Turnbull’s reply was that, if Obama had subscribed to Darwin newspaper The NT News, he would have known about the plan to lease the port to the Chinese well before that.

A jest, to be sure, but containing the unmistakeable message that the Americans themselves were to blame if the decision took them by surprise.

Turnbull told a news conference the next day: “It was very well known that the port was being privatised and it would be very well known to anyone who thought about it for very long that there would be Chinese interest in it.”

Can that be read any way other than that the US embassy in Canberra, headed by ambassador John Berry, had not been paying attention? You can bet that’s how the Yanks see it.

In his relationship with Washington, as in his relationship with Australian voters, Turnbull benefits at the moment from the fact that he is not Tony Abbott.

The Obama administration was glad to see the back of Abbott, mainly because of his views on climate change, and is keen to duchess the new man.

It let the comments ride. But Turnbull should not interpret that as meaning Washington did not take the Darwin port episode very seriously.

Peter Coates said...

Hi S

Thanks for your comment. I have just written an article on the Darwin Port for Naval Uses? topic.



Anonymous said...

Hi Pete

I introduce additional information [1] on the submarine building plan submitted by Japan in Nov.30th.

In November 30th, Japanese government submitted the submarine building plan based on the Soryu-class submarine to Australian government. Japan seems to propose that the local training facility is set up to enable building in Australia and to train technicians over up about 7 years. Japan most considers job security in Australia, which is urgent issue and tries to get the order.
In the technician training, Japan will set up the training facility, in Adelaide which is the shipbuilding hub, to train local technicians on welding. Also the training in the Kobe shipbuilding facility will be conducted. Japanese government shows the plan in on-site meeting in Adelaide, November. The submitted plan is in line with this November plan.

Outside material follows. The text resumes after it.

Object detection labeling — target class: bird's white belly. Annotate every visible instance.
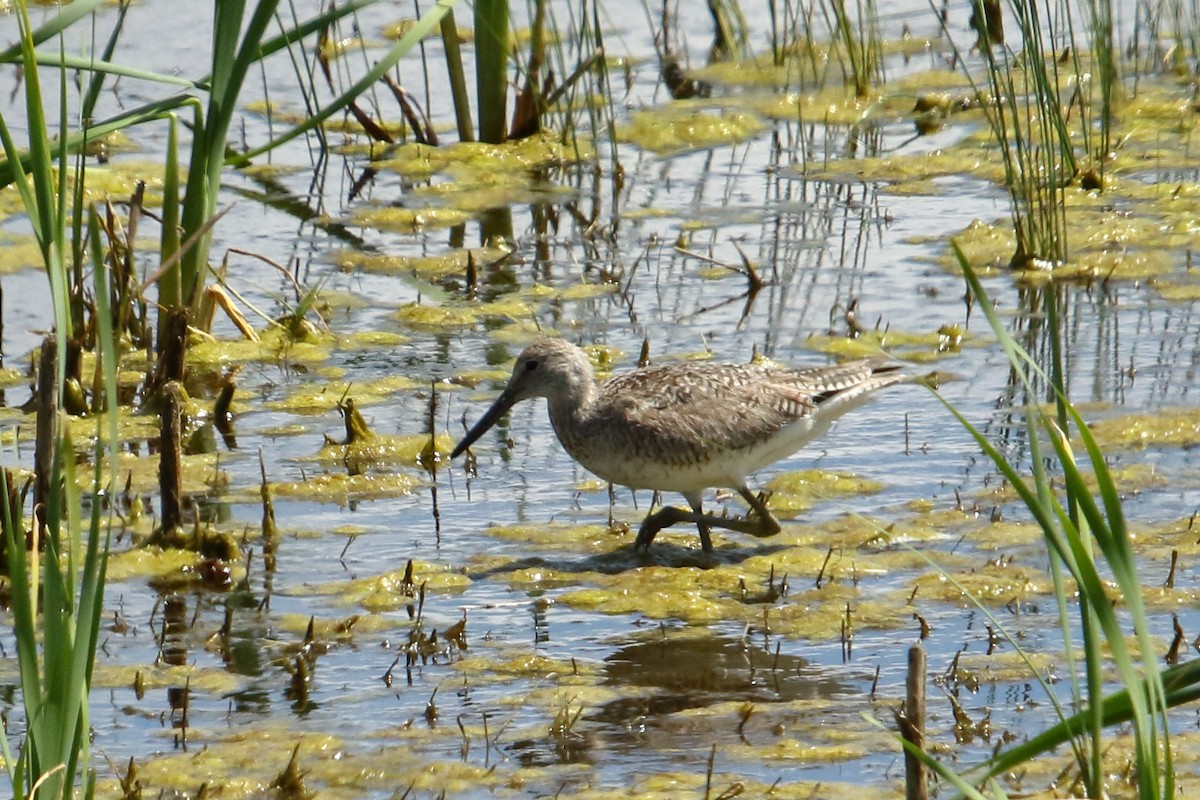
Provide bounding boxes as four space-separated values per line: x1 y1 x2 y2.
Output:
568 417 827 494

Welding may include gas tungsten arc welding (GTAW). Ministry of Defense reported that the welding strength by GTAW was around 10% higher than that by gas metal arc welding (GMAW). GTAW is one of the key technologies of Japanese submarine building, and USSR applied this technology to weld pressure hull made of titanium alloy.

[1] (The Mainichi, Dec/01/2015, Japanese)


Peter Coates said...

Hi S [Dec 1, 11:11PM]

Your comments on training tie in well with



Anonymous said...

Hi Pete

In early this year, defense expert, Professor Hidemichi Katsumata pointed out the strategic meaning of Japan- Australia-US cooperation as follows [1] and it is becoming true [2,3]:

Collection of information on China’s movement from the South China Sea to the Pacific Ocean is critical for Japan’s security. Australia’s interest in Japanese submarine means that Australia is going to monitor China’s movement into the Pacific Ocean. Agreement of cooperative submarine development based on Japanese technology by Australian Defense Minister and Japanese counterpart must be understood in this context. The shallow Celebes Sea is a hole in the monitoring network constructed by Japan and US. If RAN monitors this area, the alliance can see picture of China’s submarine behavior. This is the ultimate goal of collaborative submarine development by Japan and Australia.

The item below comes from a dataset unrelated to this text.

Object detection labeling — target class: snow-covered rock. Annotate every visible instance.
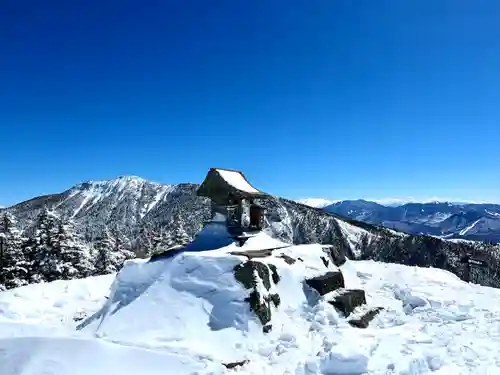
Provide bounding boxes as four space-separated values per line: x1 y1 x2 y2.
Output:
0 233 500 375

[1] Ships of the world, 2015, No 821, p108-109
[2] (The Tokyo Shinbun, Dec/02/2015, “MOD suggested the joint defense of the South China Sea in Australia submarine plan”)

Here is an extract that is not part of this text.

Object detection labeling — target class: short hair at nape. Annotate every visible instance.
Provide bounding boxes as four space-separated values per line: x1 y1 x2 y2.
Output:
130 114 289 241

In the Joint Committee of Liberal Democratic Party (LDP) held in Dec/01/ 2015, the Ministry of Defense (MOD) cited the reason of submission of building plan toward the cooperative development and manufacturing of next submarine of Australia. The reason was future cooperative operation of submarine among Japan, Australia and US in the South China Sea. It suggested possible joint operation with US and Australia in the South China Sea, and the lifting of the ban on arms exports could lead expansion of Self Defense Force.
He (Minister of Defense, Gen Nakatani) said after talks with his counterpart Marise Payne in Sydney that awarding Japan the contract would be of "strategic importance, significant strategic importance, and this is not just about transfer of defense equipment and capabilities."